California State Parks Try to Survive on Even Less.
By Arnold Berke | Online Only | Dec. 7, 2009
"Sort of closed, sort of open." That's how Greg Retsinas, an editor at the Santa Rosa Press Democrat, summed up the cutbacks to California's beleaguered state park system. Faced earlier this year with a controversial proposal to close many locations—helping reduce the state's whopping budget deficit—parks are now submitting to partial shutdowns and service reductions system-wide.
Some may consider this change, which Gov. Arnold Schwarzenegger called "fantastic news for all Californians," a reprieve. But others say it's business as usual for an agency that has suffered too long from too little money.
"This is a very dire moment for the parks. After 20 years of under-funding, it's kind of the last blow," says Elizabeth Goldstein, president of the California State Parks Foundation. "The inability to take care of these resources is potentially devastating." The foundation is pushing for a state parks "access pass" that would provide reliable funding through a new vehicle-registration fee.
California's 278 parks, the nation's largest collection, encompass 1.5 million acres of natural preserves, beaches and coastlines, lakes and rivers, and historic places ranging from colonial adobes to Hearst Castle. The most visited is Old Town San Diego State Historic Park, one of 51 units designated as historic. Architectural and cultural features distinguish many of the natural locations, too. All told, the system oversees 3,200 landmarks and 10,200 archaeological sites.
Daily closures, reduced hours, locked restrooms, and slashing of school programs, docent training, and maintenance are common. Petaluma Adobe State Historic Park will be shuttered three days a week, to save its popular "environmental living program." California Citrus State Historic Park in Riverside, remnant of a once-dominant agricultural landscape, is open weekends only. "The closing of parks—even on weekdays—undermines the concept of preserving and providing parkland for everyone," the Marin Independent Journal pointed out in a Nov. 9 editorial.

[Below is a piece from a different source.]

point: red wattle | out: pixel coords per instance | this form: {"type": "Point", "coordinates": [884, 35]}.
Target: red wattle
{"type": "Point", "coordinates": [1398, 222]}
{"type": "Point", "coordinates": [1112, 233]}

Citing a $1 billion maintenance backlog, the National Trust for Historic Preservation named the system to its 2008 list of America's 11 Most Endangered Historic Places. The Trust had already listed Angel Island Immigration Station in San Francisco Bay in 1999 for its "shabby condition … common throughout California's underfunded park system." The station has since been restored (see www.aiisf.org.), but renewal of other state landmarks has faltered.
"We grow frustrated over the sad and transparent shell game being played out with the funding of these remarkable parks," says Anthea Hartig, director of the National Trust's San Francisco-based Western Office, which is lobbying the state legislature for relief, encouraging members to do the same, and helping parks earn income by, for example, using buildings as conference centers and restaurants.
The National Trust has joined the Parks Foundation, the Nature Conservancy, and other groups to campaign for the access pass, which would add an $18 surcharge to vehicle registration fees, sending the proceeds to a parks trust fund. Failing to gain legislative approval, supporters now want the proposal submitted to voters next November. The foundation is also promoting short-term remedies, like raising cash through corporate sponsorships and enlisting volunteers to monitor park conditions. "We're really asking people to stretch in ways way beyond their normal capacity," Goldstein says.
Marshall Gold Discovery State Historic Park, in the Sierra foothills, preserves the place where James Marshall found gold in 1848, changing American history.
"People from all over the world come here, throughout the week, because it touches their lives in some way," says Lois Fortress, president of the Gold Discovery Park Association. But they now have fewer hours and days to do so, and a smaller cadre of rangers, maintenance workers, and other staff to enhance their visits. (Furthermore, the entry fee has tripled.) School trips have been cut in half—a blow to education, sales at the association's park store, and ultimately the local economy. "We're working with other nonprofits to get a private-public partnership going," Fortress says, "to get alternative funds into the park."
At Monterey State Historic Park, which includes Cooper-Molera Adobe, a National Trust Historic Site, "the biggest impact of the cuts is a huge reduction in our maintenance budget—regular upkeep and larger repairs," says Matt Bischoff, who supervises cultural resources for the Monterey district. Deferred maintenance, he says, "has gone on for years. This year, it just has an exclamation point on the end." Guided tours at Cooper-Molera and other adobes in the park have been eliminated. The park benefits from volunteers, Bischoff adds, "but lacks a strategic group out there with a 10-year plan and a capital campaign."
Current cuts of $14.2 million could swell next year to $22.2 million, depending on the 2010-11 budget, to be released in January. "We've been underfunded for long-term maintenance for more than a decade," says Roy Stearns, spokesman for the parks agency, "because this state has suffered hard economic times and up-and-down budgets for about the past three administrations. So we're hoping at some point we can have a future for the state of California, a more firm foundation for funding."
Meanwhile, the parks cope with daily problems—and turn to friends. "This is catching people's attention," Fortress says. "When they found out last summer that our park could close, the community came together. We just have to make the most of that now and not lose that synergy."